Jonathan Stapleton speaks to B&CE’s Patrick Heath-Lay about TPP's AE journey.
It has been just over ten years since The People's Pension (TPP) was set up by B&CE, and coming up to a decade since auto-enrolment launched in October 2012.
At the time of TPP's launch, B&CE said it hoped to see its membership grow to at least one million - a milestone it has comfortably achieved, with the scheme now covering some six million people and overseeing some £18bn of assets under management.
Patrick Heath-Lay has been instrumental in this journey - having played a key role in launching TPP in 2011 before taking over as chief executive of B&CE in 2012.
"In terms of size, scale and outcome, it has been fantastically successful," Heath-Lay explains - noting the hard work that had been put in by the team at B&CE as well as by trustees and stakeholders over the past decade to get TPP to where it is today.
Despite the success, Heath-Lay says the operational challenges of bringing on some 100,000 corporate customers and bringing on up to 1,000 employers a day at the peak of auto-enrolment (AE) had been "incredibly challenging".

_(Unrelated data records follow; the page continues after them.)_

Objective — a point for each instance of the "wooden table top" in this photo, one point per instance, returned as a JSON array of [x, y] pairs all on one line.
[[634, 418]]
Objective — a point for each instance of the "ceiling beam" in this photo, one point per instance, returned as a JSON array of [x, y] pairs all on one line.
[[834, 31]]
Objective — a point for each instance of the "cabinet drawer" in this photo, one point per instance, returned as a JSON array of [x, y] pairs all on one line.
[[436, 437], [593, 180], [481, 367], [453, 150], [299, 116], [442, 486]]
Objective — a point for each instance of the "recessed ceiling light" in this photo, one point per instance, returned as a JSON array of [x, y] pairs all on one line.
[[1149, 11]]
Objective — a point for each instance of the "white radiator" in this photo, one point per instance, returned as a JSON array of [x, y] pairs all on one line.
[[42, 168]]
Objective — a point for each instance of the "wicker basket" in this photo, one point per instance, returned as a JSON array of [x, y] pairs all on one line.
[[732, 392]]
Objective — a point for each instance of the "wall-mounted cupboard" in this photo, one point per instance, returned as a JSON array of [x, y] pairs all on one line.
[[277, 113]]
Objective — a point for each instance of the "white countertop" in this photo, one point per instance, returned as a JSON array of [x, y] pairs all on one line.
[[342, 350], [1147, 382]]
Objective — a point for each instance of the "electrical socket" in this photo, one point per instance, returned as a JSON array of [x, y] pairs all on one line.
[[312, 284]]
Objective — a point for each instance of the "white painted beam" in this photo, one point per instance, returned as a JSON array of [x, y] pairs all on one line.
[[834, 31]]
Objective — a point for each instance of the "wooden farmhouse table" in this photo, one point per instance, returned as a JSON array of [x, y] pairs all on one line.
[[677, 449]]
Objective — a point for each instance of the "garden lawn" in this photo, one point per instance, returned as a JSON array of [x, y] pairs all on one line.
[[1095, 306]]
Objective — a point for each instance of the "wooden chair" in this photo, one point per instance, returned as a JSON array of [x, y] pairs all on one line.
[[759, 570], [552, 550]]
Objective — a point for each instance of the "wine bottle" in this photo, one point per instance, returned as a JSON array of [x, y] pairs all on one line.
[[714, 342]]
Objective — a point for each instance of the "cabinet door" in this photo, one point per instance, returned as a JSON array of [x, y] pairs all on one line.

B&CE worked hard to scale the scheme up for smaller employers to cope with these challenges - introducing innovations such as the ability to sign up for the product within two minutes, helping make the process "low touch" while still being able to maintain service support for those that needed help.
But Heath-Lay says the organisation needed to go even further to cope with the volumes they were seeing at the time.
He says: "We were writing something like 25% to 30% of the available market very early on in the AE timeline and realised, when we got to the smaller employers, that was just not sustainable."
Heath-Lay says the business needed to find a way of still staying open for everyone and continuing to offer the same level service and support, but in a way that would allow it to cope with the volumes.
He explains: "We needed extra investment, we needed extra help. And that's when we introduced our one-off employer fee charge for smaller employers coming on. We felt that would allow us to sustain the service quality as well as regulate a little bit the size of the companies that were coming at us in that in that phase. And this worked - we went from something like 25% to 30% of the market, down to about 10% to 12% of the market. We could cope with that."
Onboarding wasn't the only challenge faced by providers in the early years of AE - and Heath-Lay notes policy and regulation was also evolving throughout that period, with areas such as the pension freedoms and master trust assurance frameworks all coming through during that period.
He explains: "We weren't just reacting to the market, we were having to react to the regulator and in some areas catching up."
While TPP focussed initially on the onboarding of employers, the focus of the organisation has moved towards the member - and it is now very much looking to improve digital engagement and help members self-serve and self-manage their pensions.
"Our evolution has been to never lose sight of member. But I think we're seeing through many of the propositions in the market much more focus on the convenience factor for members now, allowing them to be able to operate much more conveniently through their mobile, through digital technology.
"We like others are investing in that space right now. But there's certainly been a shift and we want to make sure that whatever we provide is good value and good value for people that typically haven't been served in the past."
AE has been a huge success as a policy, but it has thrown up a number of issues for the industry, especially when it comes to small pots.
The Pensions Policy Institute estimates such small deferred pension pots could number around 27 million by 2035 if nothing is done to resolve the issue.
Heath-Lay believes the issue isn't going to go away on its own and is one that needs an industry-wide solution. He adds the challenges have been particularly acute for a master trust sector that had done a lot of the "heavy lifting" for AE and hasn't been helped by recent rises in per member regulatory fee levies.
He explains: "This means that, proportionately, we carry a huge amount of the costs for holding on to very, very small amounts of money.
"I think we need to find some, perhaps more tactical solutions to deal with it - potentially even refunding some of the very, very small ones, because it's just not in anyone's interest to hold onto this money."
Heath-Lay adds: "Ultimately, we need a more efficient way that the industry can work together on this and get these pots to the right people or in the right place in a really efficient way. And I think that's what's missing from some of the work that's being done today."
Moving into the second decade of AE
Going forward, Heath-Lay thinks the main challenge will be around pensions adequacy - noting that many of the points raised by the 2017 review have still not been put in place.
And, while he understands a lot has happened since 2017 - including Covid and broader economic issues - it had been a disappointment not to have any reform timetable in place.
"What's been disappointing from 2017 is we just do not have that timetable laid out, even if it's several years out and even if it happens over quite a long duration," he says. "You have got to put the stake in the sand and say, we've got to start and we've got to plan out. Because the longer we leave it, the more people we are going to be having landing at retirement and finding that what they thought they were doing to put them in an adequate place in retirement is not. And that has the potential to actually undermine AE over the longer term."
Heath-Lay adds: "It is really important we try to make sure that people end up with the right level of saving at retirement, and do the best by them. And I think government has to take the lead on this and we as an industry have to make sure that we're there to support it."